As Fuel, the wood of the hornbeam should be placed in the highest rank. In France, it is preferred to every other for apartments, as it lights easily, and makes a bright flame, which burns equally, continues a long time, and gives out abundance of heat; but, though its value in this respect surpasses that of the beech in the proportion of 1655 to 1540, yet the shape of the logs of hornbeam is so irregular, that a cord of it, measured as they measure willows (see p. 1470.), is not worth more, in Paris, in proportion to a cord of beech, than 1486 to 1540. In England, the hornbeam is considered to make lasting firewood; and, according to Boutcher, it burns as clear as a candle. (Treat., &c., p. 58.), Evelyn, also, says "it makes good firewood, where it burns like a candle; and was of old so employed: 'Carpinus tædas fissa facesque dabit.’’ And Miller speaks of it as excellent fuel. Its charcoal is highly esteemed, and, in France and Switzerland, it is preferred to most others, not only for forges and for cooking by, but for making gunpowder; the workmen at the great gunpowder manufactory at Berne rarely using any other. The inner bark, according to Linnæus, is used for dyeing yellow. The leaves, when dried in the sun, are used in France as fodder; and, when wanted for use in winter, the young branches are cut off in the middle of summer, between the first and second growth, and strewed or spread out in some place which is completely sheltered from the rain, to dry, without the tree being in the slightest degree injured by the operation. (Sec Dict. des Eaux et Forêts, art. Charme.)

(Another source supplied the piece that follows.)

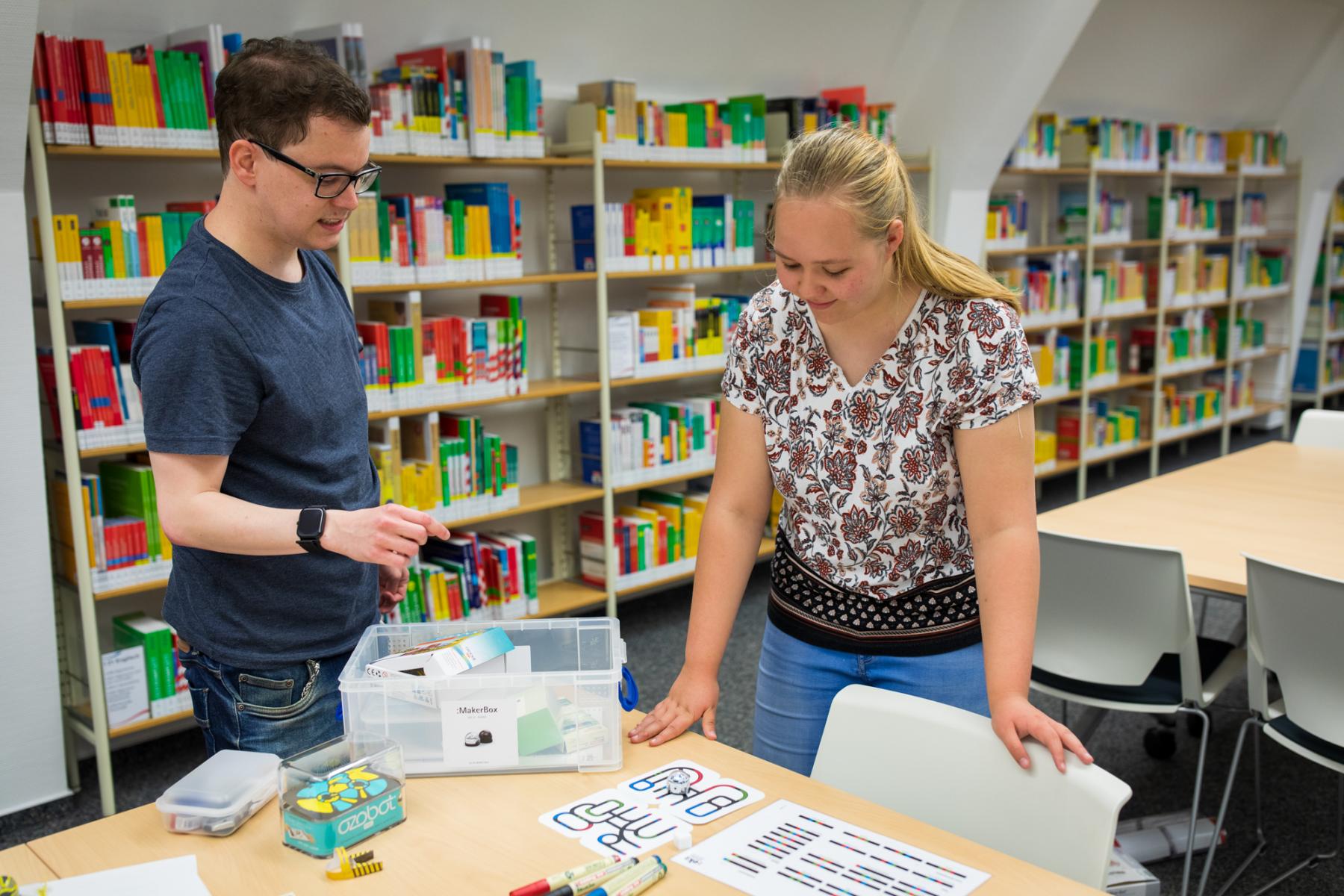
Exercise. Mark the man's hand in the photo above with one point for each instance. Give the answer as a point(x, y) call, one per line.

For a Nurse Plant, and for Hedges, the hornbeam is particularly well adapted. The real "excellency of the hornbeam," says Marshall, "lies in its

fitness for screen fences for sheltering gardens, nurseries, and young plantations from the severities of the winter season. It may be trained to almost any height; and, by keeping it trimmed on the sides, it becomes thick of branchlets, and, consequently, of leaves; which being by their nature retained upon the plant after they wither, a hornbeam hedge occasions a degree of shelter nearly equal to that given by a brick wall." Plant, and Rur. Örn., ii. p. 52.) Boutcher also recommends it as a nurse, for its hardiness; and because he does not know "any useful timber tree that defends itself so stoutly against the winds; so that, being of quick growth, and clad in its numerous leaves all the winter, it is certainly one of the fittest plants to nurse and rear up other valuable or delicate trees." (Treat., &c., p. 58.) Hanbury says that horses and rabbits are so fond of it, that they will never bark other trees till the hornbeams are entirely destroyed. Evelyn recommends it to be planted in deer parks, as he says that deer will not touch it, and will not even rub their young horns against it.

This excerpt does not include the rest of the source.